Die Verkäufe von Daimler Truck legten im zweiten Quartal um acht Prozent im Vergleich zum Vorjahresquartal zu, auf insgesamt 86.707 Lastwagen und Busse, wie das Unternehmen in Leinfelden-Echterdingen bei Stuttgart mitteilte. Der Absatz in den USA, Kanada und Mexiko stieg um acht Prozent auf 41.687 Nutzfahrzeuge. Mercedes-Benz Trucks steigerte seine Verkäufe um 10 Prozent auf 38.970 Einheiten. Lediglich beim Bus-Absatz musste das Unternehmen Einbußen hinnehmen. Er sank um 13 Prozent auf 6132 Busse.
Nutzfahrzeughersteller will Kosten reduzieren
Der Lkw- und Busbauer steht unter Druck. Der Gewinn war 2025 um 34 Prozent im Vergleich zum Vorjahr auf zwei Milliarden Euro eingebrochen. US-Zölle sowie eine schwache Nachfrage in Nordamerika hatten das Geschäft stark belastet. Auch der Umsatz und Absatz waren zurückgegangen. Im ersten Quartal dieses Jahres brach der Gewinn sogar um 80 Prozent ein.

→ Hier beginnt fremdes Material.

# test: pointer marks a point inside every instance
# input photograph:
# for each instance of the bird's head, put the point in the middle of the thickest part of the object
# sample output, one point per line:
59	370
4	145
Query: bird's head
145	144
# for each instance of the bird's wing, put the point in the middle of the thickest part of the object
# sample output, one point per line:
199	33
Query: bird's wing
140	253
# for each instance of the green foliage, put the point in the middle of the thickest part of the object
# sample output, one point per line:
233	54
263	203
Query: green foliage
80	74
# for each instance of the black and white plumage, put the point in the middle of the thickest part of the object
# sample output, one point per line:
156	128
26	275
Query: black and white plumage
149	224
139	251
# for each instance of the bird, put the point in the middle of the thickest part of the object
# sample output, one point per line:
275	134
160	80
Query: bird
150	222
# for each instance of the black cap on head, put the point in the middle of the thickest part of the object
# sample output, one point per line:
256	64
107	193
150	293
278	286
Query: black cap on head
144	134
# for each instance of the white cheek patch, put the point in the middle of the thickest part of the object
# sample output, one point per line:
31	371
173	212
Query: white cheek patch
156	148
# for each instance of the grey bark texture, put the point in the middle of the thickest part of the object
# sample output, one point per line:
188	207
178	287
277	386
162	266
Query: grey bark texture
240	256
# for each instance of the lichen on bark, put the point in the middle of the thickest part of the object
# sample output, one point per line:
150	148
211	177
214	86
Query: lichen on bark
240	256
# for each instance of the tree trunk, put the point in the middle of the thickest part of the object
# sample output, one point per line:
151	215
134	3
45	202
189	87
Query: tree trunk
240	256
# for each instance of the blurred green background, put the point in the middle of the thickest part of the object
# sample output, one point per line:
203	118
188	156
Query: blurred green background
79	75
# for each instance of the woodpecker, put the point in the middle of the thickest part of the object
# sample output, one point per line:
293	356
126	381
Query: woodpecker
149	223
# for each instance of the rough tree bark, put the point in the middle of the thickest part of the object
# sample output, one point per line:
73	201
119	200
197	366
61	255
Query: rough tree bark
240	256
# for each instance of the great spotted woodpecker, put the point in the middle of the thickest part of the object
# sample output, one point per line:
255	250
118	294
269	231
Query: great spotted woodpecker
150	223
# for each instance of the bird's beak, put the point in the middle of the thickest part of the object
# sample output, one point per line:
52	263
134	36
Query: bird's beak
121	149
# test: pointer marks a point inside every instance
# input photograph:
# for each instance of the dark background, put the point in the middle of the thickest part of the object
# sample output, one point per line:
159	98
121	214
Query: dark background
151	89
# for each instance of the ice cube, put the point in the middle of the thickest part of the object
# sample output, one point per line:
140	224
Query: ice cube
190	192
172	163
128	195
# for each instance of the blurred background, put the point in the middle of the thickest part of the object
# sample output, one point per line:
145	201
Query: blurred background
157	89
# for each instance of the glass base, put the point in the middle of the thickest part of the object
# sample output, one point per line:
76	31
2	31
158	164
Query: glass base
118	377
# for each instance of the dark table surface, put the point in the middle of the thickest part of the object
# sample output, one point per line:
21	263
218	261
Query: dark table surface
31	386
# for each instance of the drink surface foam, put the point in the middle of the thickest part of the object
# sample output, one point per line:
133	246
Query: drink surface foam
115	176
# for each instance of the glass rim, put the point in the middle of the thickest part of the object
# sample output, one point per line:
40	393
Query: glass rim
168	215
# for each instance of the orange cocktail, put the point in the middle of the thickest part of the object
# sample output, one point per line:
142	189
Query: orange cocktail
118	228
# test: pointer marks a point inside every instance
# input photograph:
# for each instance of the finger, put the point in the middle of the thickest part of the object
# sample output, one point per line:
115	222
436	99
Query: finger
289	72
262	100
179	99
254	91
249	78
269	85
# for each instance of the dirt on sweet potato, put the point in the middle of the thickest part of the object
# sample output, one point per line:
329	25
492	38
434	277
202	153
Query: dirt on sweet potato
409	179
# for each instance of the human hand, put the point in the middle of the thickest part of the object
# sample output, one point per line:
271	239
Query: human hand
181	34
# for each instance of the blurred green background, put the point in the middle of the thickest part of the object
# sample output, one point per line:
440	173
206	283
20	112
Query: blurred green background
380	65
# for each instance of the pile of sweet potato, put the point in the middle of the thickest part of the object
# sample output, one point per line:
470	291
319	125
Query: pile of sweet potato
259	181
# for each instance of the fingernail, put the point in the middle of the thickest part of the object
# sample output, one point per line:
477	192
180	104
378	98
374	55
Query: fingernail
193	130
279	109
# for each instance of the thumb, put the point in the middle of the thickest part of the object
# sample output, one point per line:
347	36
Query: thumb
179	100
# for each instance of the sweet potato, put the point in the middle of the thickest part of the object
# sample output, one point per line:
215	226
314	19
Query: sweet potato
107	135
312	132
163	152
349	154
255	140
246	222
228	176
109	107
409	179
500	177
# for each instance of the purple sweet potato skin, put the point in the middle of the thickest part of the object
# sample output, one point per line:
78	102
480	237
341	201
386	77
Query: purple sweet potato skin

Ein Sparprogramm für Europa
Um wettbewerbsfähiger zu werden, hatte Daimler Truck bereits im vergangenen Jahr das Sparprogramm „Cost Down Europe“ aufgelegt. Bis 2030 sollen damit die laufenden Kosten auf dem Heimatkontinent um mehr als eine Milliarde Euro sinken. In Deutschland sollen deshalb ungefähr 5000 Stellen wegfallen. Betroffen ist insbesondere die Lkw-Marke Mercedes-Benz. Aber auch in Nordamerika sollen Kosten reduziert werden.